Huurschade is de ergste nachtmerrie van elke verhuurder, die het rendement van de huur ernstig aangetast ziet.
Het burgerlijk wetboek regelt de algemene verplichtingen van de huurder. in artikel 1731:
Indien geen omstandige plaatsbeschrijving is opgemaakt, wordt vermoed dat de huurder het gehuurde goed ontvangen heeft in dezelfde staat als waarin het zich bevindt op het einde van de huurovereenkomst, behoudens tegenbewijs, dat door alle middelen kan worden geleverd.
Indien tussen verhuurder en huurder een omstandige plaatsbeschrijving is opgemaakt, moet de huurder het goed teruggeven zoals hij het, volgens die beschrijving, ontvangen heeft, met uitzondering van hetgeen door ouderdom of overmacht is teniet gegaan of beschadigd.
In dat geval wordt de huurder geacht het goed ontvangen te hebben in dezelfde staat waarin hij/zij het achterliet.
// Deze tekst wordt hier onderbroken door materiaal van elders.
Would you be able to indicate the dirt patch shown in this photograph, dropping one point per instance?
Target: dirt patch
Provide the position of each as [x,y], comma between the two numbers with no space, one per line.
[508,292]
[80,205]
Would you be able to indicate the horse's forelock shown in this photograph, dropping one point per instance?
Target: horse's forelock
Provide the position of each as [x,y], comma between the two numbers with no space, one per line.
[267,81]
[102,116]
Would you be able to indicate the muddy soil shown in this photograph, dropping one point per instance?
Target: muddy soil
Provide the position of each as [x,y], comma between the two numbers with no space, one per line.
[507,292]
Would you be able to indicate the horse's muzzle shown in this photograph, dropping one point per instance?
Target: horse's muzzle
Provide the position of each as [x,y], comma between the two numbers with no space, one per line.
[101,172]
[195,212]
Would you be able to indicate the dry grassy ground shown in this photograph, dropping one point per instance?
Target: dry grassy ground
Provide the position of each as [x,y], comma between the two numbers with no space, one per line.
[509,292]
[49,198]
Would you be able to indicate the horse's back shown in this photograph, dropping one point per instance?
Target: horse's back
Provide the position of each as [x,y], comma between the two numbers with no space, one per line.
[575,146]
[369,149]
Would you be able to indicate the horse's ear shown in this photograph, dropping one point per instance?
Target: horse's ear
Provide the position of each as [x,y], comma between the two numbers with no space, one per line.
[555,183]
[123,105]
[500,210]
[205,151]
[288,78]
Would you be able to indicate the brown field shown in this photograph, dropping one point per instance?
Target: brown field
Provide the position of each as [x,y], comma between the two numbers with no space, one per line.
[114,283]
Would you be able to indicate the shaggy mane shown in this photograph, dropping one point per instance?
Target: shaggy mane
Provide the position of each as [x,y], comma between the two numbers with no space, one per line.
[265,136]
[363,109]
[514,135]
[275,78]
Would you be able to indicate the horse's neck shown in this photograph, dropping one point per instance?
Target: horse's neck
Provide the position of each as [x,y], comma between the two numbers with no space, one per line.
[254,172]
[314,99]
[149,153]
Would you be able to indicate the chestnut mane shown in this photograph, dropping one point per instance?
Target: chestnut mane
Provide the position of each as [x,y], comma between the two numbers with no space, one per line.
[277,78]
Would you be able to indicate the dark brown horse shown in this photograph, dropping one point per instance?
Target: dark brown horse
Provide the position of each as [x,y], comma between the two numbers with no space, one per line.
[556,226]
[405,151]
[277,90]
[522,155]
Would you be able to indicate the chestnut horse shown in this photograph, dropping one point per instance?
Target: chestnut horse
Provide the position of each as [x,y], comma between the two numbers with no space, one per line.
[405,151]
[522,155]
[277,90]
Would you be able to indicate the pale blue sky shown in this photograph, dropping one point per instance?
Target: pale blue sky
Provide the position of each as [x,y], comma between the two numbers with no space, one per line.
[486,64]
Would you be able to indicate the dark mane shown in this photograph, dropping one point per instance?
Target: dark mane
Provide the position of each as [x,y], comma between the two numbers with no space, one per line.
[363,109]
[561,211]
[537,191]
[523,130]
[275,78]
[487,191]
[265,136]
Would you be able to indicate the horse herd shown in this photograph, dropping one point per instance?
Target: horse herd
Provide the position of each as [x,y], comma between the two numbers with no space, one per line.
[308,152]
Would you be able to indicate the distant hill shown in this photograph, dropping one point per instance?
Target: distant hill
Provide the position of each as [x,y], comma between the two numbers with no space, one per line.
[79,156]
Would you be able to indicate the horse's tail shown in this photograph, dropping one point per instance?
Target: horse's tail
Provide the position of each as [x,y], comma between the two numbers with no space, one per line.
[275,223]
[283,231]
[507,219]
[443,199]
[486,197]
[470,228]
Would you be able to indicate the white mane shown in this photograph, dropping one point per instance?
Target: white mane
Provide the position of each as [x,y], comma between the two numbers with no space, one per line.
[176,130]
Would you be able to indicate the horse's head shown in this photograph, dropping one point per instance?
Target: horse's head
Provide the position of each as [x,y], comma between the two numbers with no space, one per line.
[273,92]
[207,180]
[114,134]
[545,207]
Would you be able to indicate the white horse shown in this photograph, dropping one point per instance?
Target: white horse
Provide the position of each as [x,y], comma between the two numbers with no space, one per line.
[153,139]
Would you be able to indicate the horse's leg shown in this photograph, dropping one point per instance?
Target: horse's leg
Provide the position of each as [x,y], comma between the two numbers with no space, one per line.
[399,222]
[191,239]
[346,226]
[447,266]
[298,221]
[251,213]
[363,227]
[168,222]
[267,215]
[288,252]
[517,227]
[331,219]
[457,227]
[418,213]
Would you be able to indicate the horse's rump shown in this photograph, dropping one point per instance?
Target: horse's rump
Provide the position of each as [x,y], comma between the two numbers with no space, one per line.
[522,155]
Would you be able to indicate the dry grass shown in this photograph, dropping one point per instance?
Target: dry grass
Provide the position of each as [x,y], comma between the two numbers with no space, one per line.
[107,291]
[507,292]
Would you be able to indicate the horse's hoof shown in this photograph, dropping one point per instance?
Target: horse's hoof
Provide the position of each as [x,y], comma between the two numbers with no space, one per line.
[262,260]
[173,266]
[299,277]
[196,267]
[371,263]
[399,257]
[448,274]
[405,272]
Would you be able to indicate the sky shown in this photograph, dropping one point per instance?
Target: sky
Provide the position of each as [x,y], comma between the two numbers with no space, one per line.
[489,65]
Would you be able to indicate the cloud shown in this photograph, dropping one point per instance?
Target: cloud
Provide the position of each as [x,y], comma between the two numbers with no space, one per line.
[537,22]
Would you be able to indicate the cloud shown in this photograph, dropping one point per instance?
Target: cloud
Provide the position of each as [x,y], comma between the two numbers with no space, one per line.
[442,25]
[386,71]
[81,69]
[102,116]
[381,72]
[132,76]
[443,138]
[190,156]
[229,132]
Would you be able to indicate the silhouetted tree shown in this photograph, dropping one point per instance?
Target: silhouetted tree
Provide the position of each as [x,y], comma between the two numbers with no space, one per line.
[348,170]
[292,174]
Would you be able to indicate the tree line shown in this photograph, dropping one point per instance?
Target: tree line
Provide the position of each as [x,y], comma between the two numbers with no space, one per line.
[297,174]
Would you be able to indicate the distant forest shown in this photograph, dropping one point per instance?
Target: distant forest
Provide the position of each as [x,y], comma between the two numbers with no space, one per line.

De wet laat wel toe dat de verhuurder toch het tegenbewijs kan leveren, zelfs met getuigen en vermoedens.
In dit geval kan de verhuurder geruster zijn. De huurder moet het goed achterlaten in exact dezelfde staat als deze die beschreven is. Meteen blijkt zeer duidelijk het nut van een goede en duidelijke plaatsbeschrijving.
Het sterkte wapen is de onderlinge vaststelling van schade. Dit is nadien onweerlegbaar. De enige discussie kan dan enkel nog bestaan over het bedrag van de huurschade.
Het PV van vaststelling wordt opgemaakt door de gerechtsdeurwaarder, een openbaar ambtenaar. Deze vaststellingen hebben authentieke waarde. Voor een PV van vaststelling mag U al snel rekenen op een paar honderd euro. Deze kosten zijn in principe niet verhaalbaar op de huurder.
Laat U goed begeleiden bij het vaststellen van huurschade, want het zal een wereld van verschil betekenen bij een eventuele latere procedure om de schade te recupereren.